Yeah, that technology stuff works great - when it works. How many times has your computer frozen or your phone puked out.   >:(  May not happen often but it only has to happen once. ???

I can honestly say I've seen waaaay more distracted drivers than I've had locked up computers and dropped cell calls combined.
I'll take my chances on that 'one time' Jim... people are far less reliable. (Which is pretty sad)

There's a reason we're not all in Auto-drive cars... the technology isn't ready...............yet.  ;)

As a commuter who lane splits through 10 mph freeway traffic, a 30 mile commute can have me passing thousands of cars per day. I wouldn't even know how to count it. Even just factoring for the lanes on either side of me, a reliability rating of 99.9999% would average about 1 incident per year. (20000 cars per week, 52 weeks per year). That's only for one commuter.

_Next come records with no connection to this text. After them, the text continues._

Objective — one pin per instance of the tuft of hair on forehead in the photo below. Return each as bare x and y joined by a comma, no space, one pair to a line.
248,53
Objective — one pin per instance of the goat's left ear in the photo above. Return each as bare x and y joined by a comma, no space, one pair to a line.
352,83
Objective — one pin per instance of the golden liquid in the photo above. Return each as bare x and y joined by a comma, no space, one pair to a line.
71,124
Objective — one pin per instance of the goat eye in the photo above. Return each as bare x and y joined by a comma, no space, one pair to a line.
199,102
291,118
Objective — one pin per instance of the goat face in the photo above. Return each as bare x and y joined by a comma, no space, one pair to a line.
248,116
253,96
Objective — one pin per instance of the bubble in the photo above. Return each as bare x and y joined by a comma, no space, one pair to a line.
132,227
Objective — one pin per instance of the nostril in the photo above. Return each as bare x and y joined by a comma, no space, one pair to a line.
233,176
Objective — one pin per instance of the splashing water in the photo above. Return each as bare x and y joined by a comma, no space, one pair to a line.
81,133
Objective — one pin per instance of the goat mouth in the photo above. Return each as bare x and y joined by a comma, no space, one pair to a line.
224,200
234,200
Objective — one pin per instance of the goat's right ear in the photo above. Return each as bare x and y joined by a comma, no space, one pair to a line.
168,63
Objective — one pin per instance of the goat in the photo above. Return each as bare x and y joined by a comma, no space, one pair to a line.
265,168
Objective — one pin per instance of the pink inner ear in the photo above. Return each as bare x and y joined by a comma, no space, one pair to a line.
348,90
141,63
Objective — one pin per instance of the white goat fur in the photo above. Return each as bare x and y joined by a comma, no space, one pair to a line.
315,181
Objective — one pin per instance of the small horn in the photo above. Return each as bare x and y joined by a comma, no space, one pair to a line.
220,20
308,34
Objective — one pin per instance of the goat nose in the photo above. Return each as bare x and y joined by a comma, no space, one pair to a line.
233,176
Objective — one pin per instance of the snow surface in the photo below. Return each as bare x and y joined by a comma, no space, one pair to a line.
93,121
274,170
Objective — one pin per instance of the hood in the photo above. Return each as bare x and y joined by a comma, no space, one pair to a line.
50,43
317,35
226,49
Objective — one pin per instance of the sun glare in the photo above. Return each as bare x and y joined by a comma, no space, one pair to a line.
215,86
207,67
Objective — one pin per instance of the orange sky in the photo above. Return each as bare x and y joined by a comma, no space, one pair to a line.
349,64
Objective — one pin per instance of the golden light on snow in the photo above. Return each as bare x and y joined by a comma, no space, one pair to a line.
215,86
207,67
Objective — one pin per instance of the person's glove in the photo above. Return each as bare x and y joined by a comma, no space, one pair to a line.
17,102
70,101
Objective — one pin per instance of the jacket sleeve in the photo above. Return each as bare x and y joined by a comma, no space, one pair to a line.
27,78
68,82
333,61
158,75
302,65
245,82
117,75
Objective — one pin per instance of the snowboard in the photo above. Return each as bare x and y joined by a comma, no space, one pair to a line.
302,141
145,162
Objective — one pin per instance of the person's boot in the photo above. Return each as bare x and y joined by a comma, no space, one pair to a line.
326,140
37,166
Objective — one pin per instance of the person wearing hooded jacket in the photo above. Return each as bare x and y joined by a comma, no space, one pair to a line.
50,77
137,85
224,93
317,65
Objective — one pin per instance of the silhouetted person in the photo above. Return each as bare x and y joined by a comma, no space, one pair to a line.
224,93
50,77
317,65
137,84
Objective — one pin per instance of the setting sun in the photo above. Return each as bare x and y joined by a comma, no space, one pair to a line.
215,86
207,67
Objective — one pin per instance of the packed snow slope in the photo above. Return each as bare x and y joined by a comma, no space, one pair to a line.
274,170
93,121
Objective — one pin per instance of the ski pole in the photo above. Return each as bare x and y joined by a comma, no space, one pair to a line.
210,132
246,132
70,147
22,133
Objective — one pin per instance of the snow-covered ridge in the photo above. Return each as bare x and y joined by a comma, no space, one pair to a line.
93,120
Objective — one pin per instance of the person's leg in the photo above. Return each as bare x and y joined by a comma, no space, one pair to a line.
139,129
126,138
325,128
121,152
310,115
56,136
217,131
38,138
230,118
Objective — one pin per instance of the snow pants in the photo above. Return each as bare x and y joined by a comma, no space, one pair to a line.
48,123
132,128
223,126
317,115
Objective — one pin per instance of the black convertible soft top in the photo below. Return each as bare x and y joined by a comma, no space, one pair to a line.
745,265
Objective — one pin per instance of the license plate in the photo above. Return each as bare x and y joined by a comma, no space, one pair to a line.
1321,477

Oddly, when traffic is so slow, cars don't have the space to change lanes, and you only have to worry about someone dumping their coffee out the window.

Automated cars would be much better at seeing an oncoming motorcycle in city driving.

Ultimately, I think that automated cars could be safer, but I am skeptical that programmers will be able to account well for the unexpected. Thus, they will rely on giving control back to the driver, which will result in longer reaction times and making those situations that much more dangerous.

There will be tradeoffs, but I think that we will be better off.

I favor motorcycle only lanes. Set us free.